Viele Haalerinnen haben sich dem Landfrauenverein Todenbüttel und Umgebung, junge Leute der Landjugend Embühren und Umgebung angeschlossen.

Zudem sind in Haale drei Wohngruppen der Kinder- und Jugendhilfe- Einrichtung etabliert.

Die weit über die Grenzen von Haale bekannte Gaststätte “Timm`s Gasthof“ wurde im August 2016 ein Raub der Flammen.

Durch ein Ortskernentwicklungskonzept wird die Gemeinde in die Lage versetzt, mit öffentlichen Mitteln ein für Haale interessantes Dorfgemeinschaftszentrum zu errichten.

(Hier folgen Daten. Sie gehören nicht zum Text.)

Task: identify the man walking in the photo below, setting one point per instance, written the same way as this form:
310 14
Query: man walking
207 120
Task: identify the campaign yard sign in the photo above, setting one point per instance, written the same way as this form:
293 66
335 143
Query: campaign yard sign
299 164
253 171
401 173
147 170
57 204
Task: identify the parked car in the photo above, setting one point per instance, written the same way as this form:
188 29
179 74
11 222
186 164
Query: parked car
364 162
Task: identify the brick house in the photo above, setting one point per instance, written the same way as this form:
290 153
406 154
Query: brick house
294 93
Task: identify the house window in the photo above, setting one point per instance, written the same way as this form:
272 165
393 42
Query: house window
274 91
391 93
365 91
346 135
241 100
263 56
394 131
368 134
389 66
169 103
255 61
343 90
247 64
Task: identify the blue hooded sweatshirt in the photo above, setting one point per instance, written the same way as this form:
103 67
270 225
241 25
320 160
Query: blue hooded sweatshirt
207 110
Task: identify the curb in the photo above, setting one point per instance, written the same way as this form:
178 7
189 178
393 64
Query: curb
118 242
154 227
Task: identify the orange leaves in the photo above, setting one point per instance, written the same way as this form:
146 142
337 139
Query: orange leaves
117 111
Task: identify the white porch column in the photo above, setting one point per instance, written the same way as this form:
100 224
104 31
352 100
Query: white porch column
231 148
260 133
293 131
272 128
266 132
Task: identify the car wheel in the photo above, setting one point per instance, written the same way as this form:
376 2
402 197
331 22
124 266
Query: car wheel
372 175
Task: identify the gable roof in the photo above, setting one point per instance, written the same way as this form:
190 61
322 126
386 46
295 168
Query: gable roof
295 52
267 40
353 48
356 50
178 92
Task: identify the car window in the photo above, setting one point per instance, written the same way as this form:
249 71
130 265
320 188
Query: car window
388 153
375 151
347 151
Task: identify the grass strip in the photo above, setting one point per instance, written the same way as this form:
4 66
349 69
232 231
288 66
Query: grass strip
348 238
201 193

Jedes Jahr im Sommer findet auf dem Sportgelände ein Vogelschießen für alle Haaler Schulkinder statt. Ein Sporttag darf auch nicht fehlen. Laterne laufen für alle Kleinen und Großen führt Haale, im Wechsel mit Embühren, alle zwei Jahre durch.

In Zusammenarbeit mit dem DRK-Ortsverein wird Anfang Dezember eine Weihnachtsfeier organisiert.

Der Mittelpunkt des Dorflebens ist heute die ehemalige Schule, die den Kindergarten und den Gemeinderaum beherbergt. Direkt daneben steht das Feuerwehrgerätehaus. Die alte Mühle in der Mühlenstraße gegenüber wurde Umgebaut und dient heute als Wohnraum.

Der hier geborene Heimatdichter Timm Kröger (1844 - 1918) schrieb über 50 Novellen und Geschichten über Landschaft und Leute in und um Haale.

Den Krögerhof (Vollerthof) gibt es noch heute. Dem Dichter zu Ehren wurde der Weg zum Vollerthof zum „Timm-Kröger-Weg“ benannt.

 

Der Bogen-Treff-Haale (Vollerthof) bietet ein traditionelles und instinktives Bogenschießen in familiärer Umgebung für Jedermann an.

Im Gesinenhof ist heute das „Atelier Mooreiche“ zu finden. Hier wird eine in 2006 geborgenen ca. 3200 Jahre alte subfossile Mooreiche bearbeitet und mit künstlerischem Geschick Unikate angefertigt. Viele dieser Arbeiten sind ein Gruß aus der Bronzezeit.

Die Wettersberger Wollwerkstatt befindet sich ein paar Häuser weiter weg von der Alten Meierei. Hier findet man ein uraltes Handwerk, das Filzen, wieder. Und es gibt auf dem Wettersberg eine Pferdepension, die ein Westernreiten ermöglicht.